Cultured mouse incisors were fixed in 4% paraformaldehyde overnight and scanned by micro-CT (R_mCT2, Rigaku) at 90KV, 200 μA, microfocus 5 µm/voxel size. Volume Graphics (VGstudio) MAX 2.2 software was used to reconstruct the three-dimensional images.

Sagittal and frontal sections of mandibular micro-CT images were utilized to measure dentin thickness. Dentin thickness was measured on a micro-CT image of the frontal section at the central position in the sagittal section. From the frontal cross-sectional image of the incisor, a line was drawn through the center of the enamel shape. Dentin thickness was then measured at the lingual and labial sides along this line using ImageJ. Thresholds for identifying enamel and dentin on the labial side were determined based on segmented objects with and without dentin. The same intensity thresholds were applied to all specimens.

After micro-CT scanning, the fixed mouse incisors were soaked in a mild decalcifier, Osteosoft (Sigma-Aldrich), for tooth decalcification. Sagittal sections of paraffin-embedded mandibles were prepared and used for hematoxylin-eosin (HE).

Cell viability was determined using the 3-(4, 5-dimethylthiazol-2-yl)-2,5-diphenyl tetrazolium bromide (MTT) dye. Odontoblast cells were incubated with a series of different concentrations of MTT or sodium chlorite. After incubation, 10 μL MTT (Sigma-Aldrich, Japan) was added to each well of a 96-well microplate, and the microplates were placed in an incubator at 37°C for 4 h. One hundred and 50 μL of dimethyl sulfoxide (DMSO) was added to all wells and thoroughly mixed to lyse the cells and dissolve the dark blue crystals. After 10 min, the absorbance was measured at 570 nm using a microplate reader (Bio-Rad, Japan).

The public scRNA-seq dataset for GSE146855 of mouse incisors was downloaded from the GEO database to reanalyze the expression profile in odontoblast differentiation. The data were analyzed using a package from Seurat (version: 4.0.5) with R studio (Butler et al., 2018). In total, 6,260 cells were reanalyzed. After normalization, scaling, and principal component analysis (PCA) of the data, cells were clustered using FindNeighbors (dims = 1:6) followed by FindClusters (resolution = 0.35). The RunUMAP function was used to visualize the cell clusters.

Differential expression and cell identification were performed using FindAllMarkers (min.pct = 0.25, logfc. threshold = 0.25) with the Wilcoxon rank sum test. Visualization of gene expression by feature plot and dot plot was performed using the Seurat function FeaturePlot and DotPlot, respectively. KEGG enrichment analysis was performed on differentially expressed genes using DAVID online tools (https://string-db.org/).

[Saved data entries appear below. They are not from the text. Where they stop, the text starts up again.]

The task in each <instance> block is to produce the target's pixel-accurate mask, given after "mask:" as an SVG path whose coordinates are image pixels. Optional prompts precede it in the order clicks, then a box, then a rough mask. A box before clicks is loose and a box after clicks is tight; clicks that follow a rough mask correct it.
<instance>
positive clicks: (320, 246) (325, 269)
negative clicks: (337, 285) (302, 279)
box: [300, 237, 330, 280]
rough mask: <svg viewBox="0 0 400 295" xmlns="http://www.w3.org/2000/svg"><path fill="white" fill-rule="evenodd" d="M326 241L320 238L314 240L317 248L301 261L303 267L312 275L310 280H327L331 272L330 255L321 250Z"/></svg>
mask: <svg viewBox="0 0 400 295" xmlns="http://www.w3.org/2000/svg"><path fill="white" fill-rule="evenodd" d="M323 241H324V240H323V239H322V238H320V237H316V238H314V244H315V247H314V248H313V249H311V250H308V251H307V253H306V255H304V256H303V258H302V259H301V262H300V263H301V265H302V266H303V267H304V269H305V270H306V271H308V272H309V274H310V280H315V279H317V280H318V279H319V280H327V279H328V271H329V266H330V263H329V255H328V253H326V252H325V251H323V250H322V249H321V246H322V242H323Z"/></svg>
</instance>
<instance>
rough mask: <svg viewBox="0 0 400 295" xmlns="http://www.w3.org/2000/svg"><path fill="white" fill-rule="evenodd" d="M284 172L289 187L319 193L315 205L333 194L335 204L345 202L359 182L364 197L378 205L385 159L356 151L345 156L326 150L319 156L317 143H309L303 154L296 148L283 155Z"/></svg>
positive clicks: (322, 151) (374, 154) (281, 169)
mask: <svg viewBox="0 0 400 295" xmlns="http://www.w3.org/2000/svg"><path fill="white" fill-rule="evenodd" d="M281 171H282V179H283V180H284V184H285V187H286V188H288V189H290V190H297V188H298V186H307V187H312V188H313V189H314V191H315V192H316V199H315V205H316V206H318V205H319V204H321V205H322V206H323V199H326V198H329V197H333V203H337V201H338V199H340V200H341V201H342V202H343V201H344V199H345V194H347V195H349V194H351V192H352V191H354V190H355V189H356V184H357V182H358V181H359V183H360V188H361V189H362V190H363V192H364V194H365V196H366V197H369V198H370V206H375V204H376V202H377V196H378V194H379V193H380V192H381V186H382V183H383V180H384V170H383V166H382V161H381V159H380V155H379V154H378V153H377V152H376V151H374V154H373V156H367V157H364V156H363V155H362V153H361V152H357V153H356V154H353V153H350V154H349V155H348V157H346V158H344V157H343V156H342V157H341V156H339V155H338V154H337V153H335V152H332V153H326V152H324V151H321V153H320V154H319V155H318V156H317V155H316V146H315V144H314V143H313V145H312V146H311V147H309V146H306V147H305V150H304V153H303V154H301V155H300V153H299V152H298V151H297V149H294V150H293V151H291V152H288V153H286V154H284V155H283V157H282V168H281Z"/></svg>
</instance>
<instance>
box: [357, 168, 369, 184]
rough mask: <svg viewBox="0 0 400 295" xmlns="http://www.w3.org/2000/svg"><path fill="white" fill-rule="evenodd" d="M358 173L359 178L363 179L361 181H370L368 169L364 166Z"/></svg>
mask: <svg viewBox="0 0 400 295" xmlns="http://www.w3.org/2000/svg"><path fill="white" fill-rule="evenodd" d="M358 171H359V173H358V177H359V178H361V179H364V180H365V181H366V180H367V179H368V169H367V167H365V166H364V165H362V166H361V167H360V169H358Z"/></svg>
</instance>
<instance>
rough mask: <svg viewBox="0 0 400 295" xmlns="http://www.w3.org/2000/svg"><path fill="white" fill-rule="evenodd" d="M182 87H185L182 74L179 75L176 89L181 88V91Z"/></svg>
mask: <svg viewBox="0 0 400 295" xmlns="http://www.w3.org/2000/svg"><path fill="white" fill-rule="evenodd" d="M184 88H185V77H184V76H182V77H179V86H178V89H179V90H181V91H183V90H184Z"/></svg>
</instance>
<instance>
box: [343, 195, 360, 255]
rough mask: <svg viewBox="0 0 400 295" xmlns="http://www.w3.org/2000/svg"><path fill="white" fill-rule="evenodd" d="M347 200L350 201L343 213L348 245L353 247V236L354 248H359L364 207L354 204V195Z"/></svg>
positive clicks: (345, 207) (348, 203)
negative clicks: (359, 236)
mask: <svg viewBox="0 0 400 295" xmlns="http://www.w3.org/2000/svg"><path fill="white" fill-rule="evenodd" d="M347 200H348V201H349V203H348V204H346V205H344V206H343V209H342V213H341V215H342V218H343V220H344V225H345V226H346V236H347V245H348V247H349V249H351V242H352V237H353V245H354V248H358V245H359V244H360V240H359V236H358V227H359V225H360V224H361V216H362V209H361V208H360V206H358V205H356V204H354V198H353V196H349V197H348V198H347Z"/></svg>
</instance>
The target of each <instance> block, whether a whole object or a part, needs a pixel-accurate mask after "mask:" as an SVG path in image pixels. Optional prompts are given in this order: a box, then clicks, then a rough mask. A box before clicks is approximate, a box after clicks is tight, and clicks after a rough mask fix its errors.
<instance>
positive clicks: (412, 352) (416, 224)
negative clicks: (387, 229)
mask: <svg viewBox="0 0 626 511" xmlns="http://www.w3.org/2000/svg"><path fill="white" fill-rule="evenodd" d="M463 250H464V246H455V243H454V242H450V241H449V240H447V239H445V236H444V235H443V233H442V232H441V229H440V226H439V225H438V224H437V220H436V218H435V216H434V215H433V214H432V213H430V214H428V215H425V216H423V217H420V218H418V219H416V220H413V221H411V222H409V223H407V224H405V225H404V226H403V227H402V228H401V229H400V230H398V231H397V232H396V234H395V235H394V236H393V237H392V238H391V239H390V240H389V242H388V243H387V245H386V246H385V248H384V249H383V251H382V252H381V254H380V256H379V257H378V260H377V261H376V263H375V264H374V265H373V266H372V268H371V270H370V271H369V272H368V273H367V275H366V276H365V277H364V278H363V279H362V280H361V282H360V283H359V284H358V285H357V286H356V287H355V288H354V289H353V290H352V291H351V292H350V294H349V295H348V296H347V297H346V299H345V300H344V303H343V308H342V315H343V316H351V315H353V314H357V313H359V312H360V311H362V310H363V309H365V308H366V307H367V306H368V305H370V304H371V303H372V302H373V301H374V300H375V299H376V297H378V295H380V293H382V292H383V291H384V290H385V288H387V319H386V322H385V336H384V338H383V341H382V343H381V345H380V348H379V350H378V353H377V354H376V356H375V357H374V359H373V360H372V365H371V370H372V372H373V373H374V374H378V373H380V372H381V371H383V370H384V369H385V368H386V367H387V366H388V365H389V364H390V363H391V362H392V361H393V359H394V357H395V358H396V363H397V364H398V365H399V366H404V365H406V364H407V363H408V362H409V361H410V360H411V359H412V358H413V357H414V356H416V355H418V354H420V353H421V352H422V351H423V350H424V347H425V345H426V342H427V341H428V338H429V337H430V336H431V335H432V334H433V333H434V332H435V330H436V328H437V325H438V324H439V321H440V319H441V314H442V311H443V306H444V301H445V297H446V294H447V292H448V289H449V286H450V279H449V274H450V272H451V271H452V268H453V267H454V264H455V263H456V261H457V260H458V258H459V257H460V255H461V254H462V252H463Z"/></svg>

The bioinformatics in silico ChIP analysis was performed using ChIP-Atlas (https://chip-atlas.org), an integrative and comprehensive data mining suite of public ChIP-Seq data. BigWig data of Lef1, Tcf3, Tcf4, Tcf7 and RNA poly ChIP-Seq performed in different cell types were visualized around the Wnt6, Wnt10a, Notum and Dkk1 TSS. In addition, all data were mapped to the reference human genome (mouse 9) using the Integrative Genomics Viewer (IGV). Our analyses included the following publicly available ChIP atlas data sets SRX9641211, SRX1411163, SRX360319, SRX5825990.

To identify binding sites for key regulators, we searched collections in the ChIP Atlas database (https://chip-atlas.org/). This database is comprehensive and integrative, allowing visualization of public ChIP-seq data from over 131,000 experiments submitted to the Sequence Read Archives at NCBI, DDBJ, or ENA (Oki et al., 2018). The antigen class was set to ‘TFs and others’, the cell type class to ‘gonad’ and ‘embryo’, and the threshold for statistical significance values calculated by MACS2 (−10*Log10 [MACS2 Q-value]) was 20, 200, 500.

Statistical methods were not used to predetermine sample size. Statistical analyses were performed with GraphPad Prism 8. Student’s two-sided t-test and two-way ANOVA were used under the assumption of normal distribution and observance of similar variance. A p-value of <0.05 was considered significant. Bonferroni post hoc analysis was performed where applicable. Values are expressed as mean ± SD. Data shown are representative images; each analysis was performed on at least three mice per genotype. Immunostaining was performed at least in triplicate.